Kebebasan Pers RI 2023: Skor Indeks Stagnan, Kekerasan terhadap Jurnalis dan Media Makin Masif Terjadi

Temuan Reporters Without Borders (RSF) dan Aliansi Jurnalis Independen (AJI) di tahun lalu menggambarkan ruang kebebasan pers di Indonesia yang kian terancam.

Kebebasan Pers RI 2023: Skor Indeks Stagnan, Kekerasan terhadap Jurnalis dan Media Makin Masif Terjadi Ilustrasi wartawan yang sedang mewawancarai narasumber | Freepik

Reduksi atas ruang kebebasan pers masih menjadi isu utama di berbagai belahan dunia. Jurnalis dan media masih sering dihadapkan pada serangkaian ekses yang mengancam bahkan mencederai hak kebebasan persnya.

Menurut data Reporters Without Borders atau Reporters Sans Frontières (RSF), di bulan pertama tahun ini saja, tercatat ada 5 kasus kematian dan 17 kasus penahanan jurnalis di seluruh dunia yang berkaitan dengan aktivitas jurnalismenya.

Selain itu, riset RSF di tahun lalu juga menunjukkan bahwa sebanyak 7 dari 10 negara di dunia masih memiliki iklim kebebasan pers yang “buruk”, merefleksikan maraknya aksi represif terhadap jurnalis dan media di negara-negara tersebut.

Hal ini juga ditemukan RSF terjadi di Indonesia. Dalam laporannya di tahun lalu, RSF mengkategorikan tingkat kebebasan pers Indonesia berada di situasi “sulit”, bersama dengan 41 negara lainnya.

Dari 180 negara yang disurvei, Indonesia menempati urutan ke-108 berdasarkan skor Indeks Kebebasan Pers (IKP) yang dirilis RSF tahun 2023.
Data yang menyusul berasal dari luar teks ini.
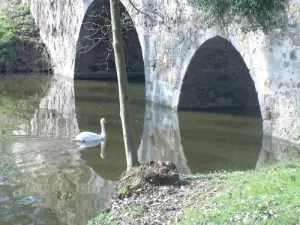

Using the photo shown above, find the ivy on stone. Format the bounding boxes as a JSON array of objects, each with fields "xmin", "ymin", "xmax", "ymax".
[
  {"xmin": 0, "ymin": 11, "xmax": 16, "ymax": 61},
  {"xmin": 190, "ymin": 0, "xmax": 286, "ymax": 32}
]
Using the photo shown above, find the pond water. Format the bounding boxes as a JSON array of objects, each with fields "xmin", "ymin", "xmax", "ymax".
[{"xmin": 0, "ymin": 74, "xmax": 292, "ymax": 225}]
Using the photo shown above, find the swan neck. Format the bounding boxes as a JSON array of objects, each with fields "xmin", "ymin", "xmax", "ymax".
[{"xmin": 101, "ymin": 122, "xmax": 106, "ymax": 135}]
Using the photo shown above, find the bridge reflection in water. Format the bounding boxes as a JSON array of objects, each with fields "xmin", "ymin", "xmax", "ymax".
[
  {"xmin": 0, "ymin": 74, "xmax": 300, "ymax": 224},
  {"xmin": 138, "ymin": 102, "xmax": 191, "ymax": 174},
  {"xmin": 6, "ymin": 77, "xmax": 115, "ymax": 224}
]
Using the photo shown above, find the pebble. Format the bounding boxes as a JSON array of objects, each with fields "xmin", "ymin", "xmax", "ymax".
[{"xmin": 94, "ymin": 178, "xmax": 212, "ymax": 225}]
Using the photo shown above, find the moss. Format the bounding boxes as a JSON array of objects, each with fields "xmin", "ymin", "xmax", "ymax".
[
  {"xmin": 0, "ymin": 11, "xmax": 16, "ymax": 61},
  {"xmin": 0, "ymin": 0, "xmax": 41, "ymax": 61},
  {"xmin": 190, "ymin": 0, "xmax": 285, "ymax": 32}
]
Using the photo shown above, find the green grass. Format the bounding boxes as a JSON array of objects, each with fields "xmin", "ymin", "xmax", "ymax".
[{"xmin": 176, "ymin": 164, "xmax": 300, "ymax": 224}]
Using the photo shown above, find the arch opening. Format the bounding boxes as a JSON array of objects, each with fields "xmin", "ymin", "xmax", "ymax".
[
  {"xmin": 178, "ymin": 36, "xmax": 260, "ymax": 116},
  {"xmin": 74, "ymin": 0, "xmax": 145, "ymax": 81}
]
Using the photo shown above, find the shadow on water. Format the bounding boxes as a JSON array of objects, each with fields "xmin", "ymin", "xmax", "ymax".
[{"xmin": 0, "ymin": 73, "xmax": 300, "ymax": 225}]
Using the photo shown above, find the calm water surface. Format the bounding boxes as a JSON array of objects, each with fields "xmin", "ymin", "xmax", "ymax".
[{"xmin": 0, "ymin": 75, "xmax": 270, "ymax": 225}]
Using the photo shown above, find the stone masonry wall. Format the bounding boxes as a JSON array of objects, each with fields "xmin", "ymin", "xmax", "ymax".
[{"xmin": 31, "ymin": 0, "xmax": 300, "ymax": 143}]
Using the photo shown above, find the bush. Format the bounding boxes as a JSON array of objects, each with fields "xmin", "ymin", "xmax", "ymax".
[{"xmin": 190, "ymin": 0, "xmax": 285, "ymax": 31}]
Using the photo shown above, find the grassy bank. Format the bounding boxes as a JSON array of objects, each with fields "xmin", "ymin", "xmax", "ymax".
[
  {"xmin": 89, "ymin": 163, "xmax": 300, "ymax": 225},
  {"xmin": 179, "ymin": 163, "xmax": 300, "ymax": 224}
]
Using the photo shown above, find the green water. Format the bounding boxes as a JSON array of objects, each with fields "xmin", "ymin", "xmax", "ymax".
[{"xmin": 0, "ymin": 75, "xmax": 262, "ymax": 225}]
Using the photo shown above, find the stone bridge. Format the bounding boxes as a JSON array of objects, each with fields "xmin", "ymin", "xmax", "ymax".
[{"xmin": 31, "ymin": 0, "xmax": 300, "ymax": 143}]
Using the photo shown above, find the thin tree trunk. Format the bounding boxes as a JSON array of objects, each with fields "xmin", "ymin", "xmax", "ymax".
[{"xmin": 110, "ymin": 0, "xmax": 139, "ymax": 170}]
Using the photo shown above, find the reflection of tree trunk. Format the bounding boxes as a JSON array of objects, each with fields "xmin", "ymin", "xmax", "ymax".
[
  {"xmin": 110, "ymin": 0, "xmax": 139, "ymax": 170},
  {"xmin": 256, "ymin": 136, "xmax": 300, "ymax": 169},
  {"xmin": 138, "ymin": 102, "xmax": 190, "ymax": 173}
]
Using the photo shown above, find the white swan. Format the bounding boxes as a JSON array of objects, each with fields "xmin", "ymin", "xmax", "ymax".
[
  {"xmin": 75, "ymin": 139, "xmax": 106, "ymax": 158},
  {"xmin": 72, "ymin": 118, "xmax": 107, "ymax": 142}
]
Meski posisinya naik dari peringkat ke-117 di tahun sebelumnya, skor yang diperoleh Indonesia tahun lalu masih lebih rendah dari capaian di tahun 2013-2021.

Selain itu, IKP Indonesia juga masih cenderung stagnan dan belum mampu keluar dari kategori “sulit” yang ditempati setidaknya dalam 10 tahun terakhir.

Perlu diketahui, RSF menilai tingkat kebebasan pers berdasarkan 5 indikator, yakni politik, hukum, ekonomi, sosial-budaya, dan keamanan.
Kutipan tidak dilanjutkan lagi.